To further shorten the handover process, there is still the following handover improvement method in the prior art: Based on the pre-handover method, a handover process is initiated by a terminal instead of a network; therefore, on the control plane, when a terminal determines to perform a handover, the terminal is directly handed over to a prepared target cell to complete a handover process. Because user-plane data needs to be forwarded to the target cell from the source cell, data interruption is also present in the case of this method. The data interruption is not relieved until a data stream is forwarded to the target cell, after the terminal handover is completed and the target cell requests the source cell or a data forwarding node to forward the data stream.

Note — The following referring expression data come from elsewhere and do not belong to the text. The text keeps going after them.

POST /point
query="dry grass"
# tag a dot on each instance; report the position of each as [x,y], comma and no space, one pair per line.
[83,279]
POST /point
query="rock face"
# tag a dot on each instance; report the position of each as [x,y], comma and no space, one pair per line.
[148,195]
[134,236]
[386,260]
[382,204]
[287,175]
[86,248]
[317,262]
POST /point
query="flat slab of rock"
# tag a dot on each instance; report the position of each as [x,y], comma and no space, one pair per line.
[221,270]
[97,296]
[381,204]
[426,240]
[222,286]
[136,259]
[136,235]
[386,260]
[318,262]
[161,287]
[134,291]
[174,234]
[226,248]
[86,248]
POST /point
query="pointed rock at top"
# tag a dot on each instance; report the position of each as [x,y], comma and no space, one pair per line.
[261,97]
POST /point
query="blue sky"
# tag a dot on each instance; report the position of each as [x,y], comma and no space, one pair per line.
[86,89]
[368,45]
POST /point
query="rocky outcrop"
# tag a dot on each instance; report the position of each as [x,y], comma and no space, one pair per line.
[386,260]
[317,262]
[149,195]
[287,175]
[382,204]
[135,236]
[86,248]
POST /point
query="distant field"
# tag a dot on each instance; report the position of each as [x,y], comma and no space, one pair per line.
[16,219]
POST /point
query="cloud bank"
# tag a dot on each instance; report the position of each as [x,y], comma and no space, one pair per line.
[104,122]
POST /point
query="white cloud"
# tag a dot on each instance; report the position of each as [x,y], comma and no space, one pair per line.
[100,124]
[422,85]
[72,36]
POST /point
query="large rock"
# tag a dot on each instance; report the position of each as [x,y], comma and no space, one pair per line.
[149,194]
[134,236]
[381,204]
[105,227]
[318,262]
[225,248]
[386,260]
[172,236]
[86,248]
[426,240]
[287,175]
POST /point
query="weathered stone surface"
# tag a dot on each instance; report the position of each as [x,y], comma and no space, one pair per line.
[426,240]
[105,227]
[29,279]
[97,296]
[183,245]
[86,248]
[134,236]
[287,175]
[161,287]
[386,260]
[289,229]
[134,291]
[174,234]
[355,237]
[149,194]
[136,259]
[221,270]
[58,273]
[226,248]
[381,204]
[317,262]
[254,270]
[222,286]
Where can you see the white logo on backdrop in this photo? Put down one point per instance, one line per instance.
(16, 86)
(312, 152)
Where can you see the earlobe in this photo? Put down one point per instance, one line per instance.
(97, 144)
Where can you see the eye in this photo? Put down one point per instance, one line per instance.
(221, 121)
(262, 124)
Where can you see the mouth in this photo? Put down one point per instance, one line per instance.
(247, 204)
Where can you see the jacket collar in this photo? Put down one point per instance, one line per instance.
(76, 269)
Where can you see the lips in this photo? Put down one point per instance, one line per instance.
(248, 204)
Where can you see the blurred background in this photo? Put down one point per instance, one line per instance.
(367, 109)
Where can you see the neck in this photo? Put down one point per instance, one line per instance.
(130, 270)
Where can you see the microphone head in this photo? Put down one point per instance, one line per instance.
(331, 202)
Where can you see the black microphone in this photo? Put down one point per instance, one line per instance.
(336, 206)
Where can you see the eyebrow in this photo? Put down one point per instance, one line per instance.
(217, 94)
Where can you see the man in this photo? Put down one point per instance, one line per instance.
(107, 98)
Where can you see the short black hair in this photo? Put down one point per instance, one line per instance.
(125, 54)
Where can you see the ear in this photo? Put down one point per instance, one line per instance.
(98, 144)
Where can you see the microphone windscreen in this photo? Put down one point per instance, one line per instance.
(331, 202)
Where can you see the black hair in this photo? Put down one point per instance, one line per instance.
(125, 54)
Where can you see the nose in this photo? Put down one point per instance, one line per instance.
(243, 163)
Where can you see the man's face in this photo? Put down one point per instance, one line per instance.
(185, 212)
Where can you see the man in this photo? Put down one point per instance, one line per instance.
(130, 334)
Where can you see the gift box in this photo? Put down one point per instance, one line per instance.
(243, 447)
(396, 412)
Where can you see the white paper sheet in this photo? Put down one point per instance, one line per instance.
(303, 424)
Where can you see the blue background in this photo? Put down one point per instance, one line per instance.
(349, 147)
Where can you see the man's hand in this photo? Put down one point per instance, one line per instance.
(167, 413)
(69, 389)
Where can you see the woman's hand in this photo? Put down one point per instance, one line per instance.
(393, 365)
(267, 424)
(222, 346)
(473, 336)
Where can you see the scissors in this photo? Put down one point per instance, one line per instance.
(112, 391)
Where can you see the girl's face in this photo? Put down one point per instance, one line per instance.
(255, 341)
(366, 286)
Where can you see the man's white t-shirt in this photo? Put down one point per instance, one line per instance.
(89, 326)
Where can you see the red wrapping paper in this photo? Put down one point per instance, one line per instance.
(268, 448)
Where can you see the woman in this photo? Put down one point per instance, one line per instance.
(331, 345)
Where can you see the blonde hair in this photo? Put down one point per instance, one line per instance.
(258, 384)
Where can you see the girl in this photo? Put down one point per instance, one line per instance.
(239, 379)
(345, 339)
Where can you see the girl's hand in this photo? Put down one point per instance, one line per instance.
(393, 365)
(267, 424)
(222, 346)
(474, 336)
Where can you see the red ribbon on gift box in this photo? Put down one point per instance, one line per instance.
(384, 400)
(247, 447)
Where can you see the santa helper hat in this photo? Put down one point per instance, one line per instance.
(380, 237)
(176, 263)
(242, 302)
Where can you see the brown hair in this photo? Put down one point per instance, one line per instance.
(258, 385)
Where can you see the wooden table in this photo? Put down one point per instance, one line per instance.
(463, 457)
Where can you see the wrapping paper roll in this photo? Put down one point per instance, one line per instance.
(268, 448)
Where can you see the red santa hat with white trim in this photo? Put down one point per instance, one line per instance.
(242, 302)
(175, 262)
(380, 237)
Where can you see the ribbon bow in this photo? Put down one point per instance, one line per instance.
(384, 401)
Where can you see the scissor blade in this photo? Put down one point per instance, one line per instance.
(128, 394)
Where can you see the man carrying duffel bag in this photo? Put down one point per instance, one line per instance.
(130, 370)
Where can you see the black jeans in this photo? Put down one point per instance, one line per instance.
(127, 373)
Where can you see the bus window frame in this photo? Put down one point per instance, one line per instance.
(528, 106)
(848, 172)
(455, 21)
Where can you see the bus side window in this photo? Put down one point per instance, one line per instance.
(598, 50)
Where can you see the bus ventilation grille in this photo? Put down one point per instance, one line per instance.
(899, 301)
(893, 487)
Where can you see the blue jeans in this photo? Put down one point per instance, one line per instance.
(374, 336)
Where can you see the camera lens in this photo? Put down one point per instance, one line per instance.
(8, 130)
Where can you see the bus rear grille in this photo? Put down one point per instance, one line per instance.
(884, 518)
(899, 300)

To overcome the data interruption problem in the foregoing method, there is still the following handover improvement method in the prior art: A plurality of connections are established between a terminal and a plurality of cells, and the terminal does not break a connection to a source cell before accessing a target cell; therefore, the terminal may still continue to communicate with the source cell before being connected to the target cell, until subsequent data transmission is gradually switched to the target cell. Theoretically, the data interruption problem can be eliminated completely by using this method.
However, in the foregoing handover improvement solution, the method of establishing a plurality of connections can avoid data interruption, but the terminal still needs to identify the target cell as early as possible and add, by using signaling, the target cell to a multi-connection cell set, and needs to update the set continually, so that a plurality of connected cells may be used for multi-connection transmission at any time. When cells are deployed densely, there may be several or even tens of cells surrounding the terminal. Therefore, the prior art is subject to a problem of relatively high cell management and maintenance costs. In addition, frequent cell addition or deletion may not cause a call drop, but may greatly affect an effective transmission rate. As perceived by a user, a signal is always good, but a transmission rate is unstable, and data transmission efficiency is quite low.